Breakaway force is the result of a measurement for ideal contact conditions, assuming:

• with the application of a sheet made of special test steel, ensuring full magnetic saturation
• possessing a massiveness of min. 10 mm to avoid saturation
• with an ideally smooth contact surface
• without any clearance between the magnet and steel
• for force applied at a right angle (in the magnet axis)
• at conditions approx. 20°C

Impact of factors on magnetic holding capacity in practice

Effective lifting capacity impacted by specific conditions, including (from priority):

• Space between surfaces – every millimeter of separation (caused e.g. by varnish or dirt) drastically reduces the magnet efficiency, often by half at just 0.5 mm.
• Pull-off angle – note that the magnet has greatest strength perpendicularly.
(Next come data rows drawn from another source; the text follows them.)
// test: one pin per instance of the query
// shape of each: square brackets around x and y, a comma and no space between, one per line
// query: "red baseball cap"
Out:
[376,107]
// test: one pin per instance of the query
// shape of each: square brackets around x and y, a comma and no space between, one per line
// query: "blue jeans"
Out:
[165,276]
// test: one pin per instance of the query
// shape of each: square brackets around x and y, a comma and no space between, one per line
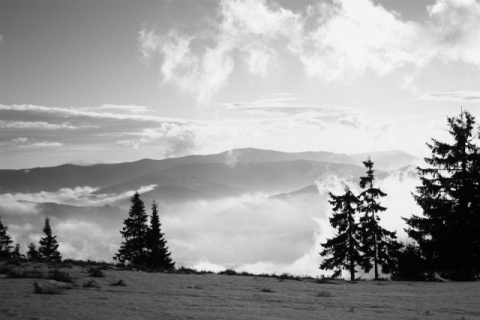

Under sliding down, the holding force drops drastically, often to levels of 20-30% of the maximum value.
• Element thickness – for full efficiency, the steel must be adequately massive. Thin sheet limits the lifting capacity (the magnet "punches through" it).
• Material composition – not every steel reacts the same. Alloy additives worsen the attraction effect.
• Surface finish – full contact is possible only on smooth steel. Any scratches and bumps create air cushions, reducing force.
• Thermal conditions – neodymium magnets have a sensitivity to temperature. When it is hot they are weaker, and in frost they can be stronger (up to a certain limit).

* Holding force was measured on a smooth steel plate of 20 mm thickness, when the force acted perpendicularly, however under attempts to slide the magnet the lifting capacity is smaller. In addition, even a minimal clearance {between} the magnet and the plate decreases the lifting capacity.